New Academic user - Can I import my CDX files ?

User 717bd7b1a6

07-04-2011 18:41:05

Hi I'm a brand new academic user to Instant JChem. 


 


It seems like it's potentially very powerful, but it's a tad overwhelming with all it's options and data-base related features (though I suppose these are necessary they're a bit daunting to the beginning organic chemist !)


 


I have a very simple request that may have an obvious answer, but i've not found it in the help files or the forums yet.  I, and many other grad students keep a CDX file for structures we synthesize, along with word file / spectra / characterization data for these compounds for our theses.

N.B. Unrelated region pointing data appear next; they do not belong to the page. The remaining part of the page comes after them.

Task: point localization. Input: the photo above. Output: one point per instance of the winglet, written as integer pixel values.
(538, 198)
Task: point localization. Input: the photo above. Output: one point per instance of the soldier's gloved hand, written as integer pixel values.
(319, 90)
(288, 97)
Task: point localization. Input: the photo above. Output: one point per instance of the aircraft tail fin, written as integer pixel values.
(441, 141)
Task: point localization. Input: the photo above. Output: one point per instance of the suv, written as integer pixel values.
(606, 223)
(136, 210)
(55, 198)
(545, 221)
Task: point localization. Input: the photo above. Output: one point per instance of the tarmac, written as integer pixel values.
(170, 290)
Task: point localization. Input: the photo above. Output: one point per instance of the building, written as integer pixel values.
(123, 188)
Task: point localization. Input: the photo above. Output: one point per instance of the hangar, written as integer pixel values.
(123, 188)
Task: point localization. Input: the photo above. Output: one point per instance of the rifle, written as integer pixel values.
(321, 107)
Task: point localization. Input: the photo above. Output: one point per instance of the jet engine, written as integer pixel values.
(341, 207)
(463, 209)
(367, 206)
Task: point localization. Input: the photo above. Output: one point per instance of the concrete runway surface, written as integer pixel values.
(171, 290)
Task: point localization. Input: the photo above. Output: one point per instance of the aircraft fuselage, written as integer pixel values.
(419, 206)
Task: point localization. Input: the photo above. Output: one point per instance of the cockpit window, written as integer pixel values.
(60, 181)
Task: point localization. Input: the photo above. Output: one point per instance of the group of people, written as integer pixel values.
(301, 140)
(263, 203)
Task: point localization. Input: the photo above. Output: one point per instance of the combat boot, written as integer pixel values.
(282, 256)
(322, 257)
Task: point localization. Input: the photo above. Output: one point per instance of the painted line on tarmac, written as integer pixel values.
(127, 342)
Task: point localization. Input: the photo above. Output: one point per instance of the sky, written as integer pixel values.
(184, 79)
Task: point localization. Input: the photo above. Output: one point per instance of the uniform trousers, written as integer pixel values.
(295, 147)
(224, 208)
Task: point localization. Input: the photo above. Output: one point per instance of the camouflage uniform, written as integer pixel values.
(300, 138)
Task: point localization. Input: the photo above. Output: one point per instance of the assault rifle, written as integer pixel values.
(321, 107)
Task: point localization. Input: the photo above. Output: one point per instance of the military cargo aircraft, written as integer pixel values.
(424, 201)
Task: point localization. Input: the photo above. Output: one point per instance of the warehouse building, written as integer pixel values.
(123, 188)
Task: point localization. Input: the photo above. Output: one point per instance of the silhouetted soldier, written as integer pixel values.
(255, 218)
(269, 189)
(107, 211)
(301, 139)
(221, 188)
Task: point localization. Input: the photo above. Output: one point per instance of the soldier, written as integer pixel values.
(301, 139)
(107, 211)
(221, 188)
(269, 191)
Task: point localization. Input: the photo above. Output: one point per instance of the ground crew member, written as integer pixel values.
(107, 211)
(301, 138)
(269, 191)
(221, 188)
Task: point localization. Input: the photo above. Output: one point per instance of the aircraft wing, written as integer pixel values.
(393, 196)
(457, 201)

Can InstantJChem help here to make this data more accesable  and searchable ?  In particular, is there a way to import the vast quantity of individual CDX files I have into Instant JChem so I can search the structures ?  I've gathered there's a commandline tool called molconvert that might glom together all my CDX files into one SDF, which I could then import.  What i'm really looking to do is tag eag entry with the file name or better yet, the file path from whence it came, so I can use Jchem to do a "lookup" into my hundreds of molecule files to find the one i'm looking for, and know where in my file directory to find the spectra, etc.  Is this at all possible, or is it a pie in the sky dream ?


 


Also.. on a side note.. and maby i'm missing the obvious here, but is there a "getting started guide" or tutorial that shows you how to use Instant JChem to do "cool/useful stuff" to get someone like myself interested in using it more and learning more ?  (this is more helpful to convince colleagues to try it rather than myself, but i'd also like to be motivated to learn more!).

User 717bd7b1a6

07-04-2011 19:53:33

I've discovered that if I glom together all my CDX files with


./molconvert sdf /Users/aless/Desktop/AllCDX/*.cdx -o /Users/aless/Desktop/AllCDX/Super.sdf


, where the directory AllCDX contains a copy of each CDX file (used Spotlight, or could use command line tools to generate this folder easily), that I get an SDF file with all my CDX structures in it !  Yay !


 


Now I have all my structures in there, but the file names.. how do I get those to appear in the database ?  I figured out that a little script-hack can take advantage of the fact that the converter stores the file names in the first space-delinated section of each structure name.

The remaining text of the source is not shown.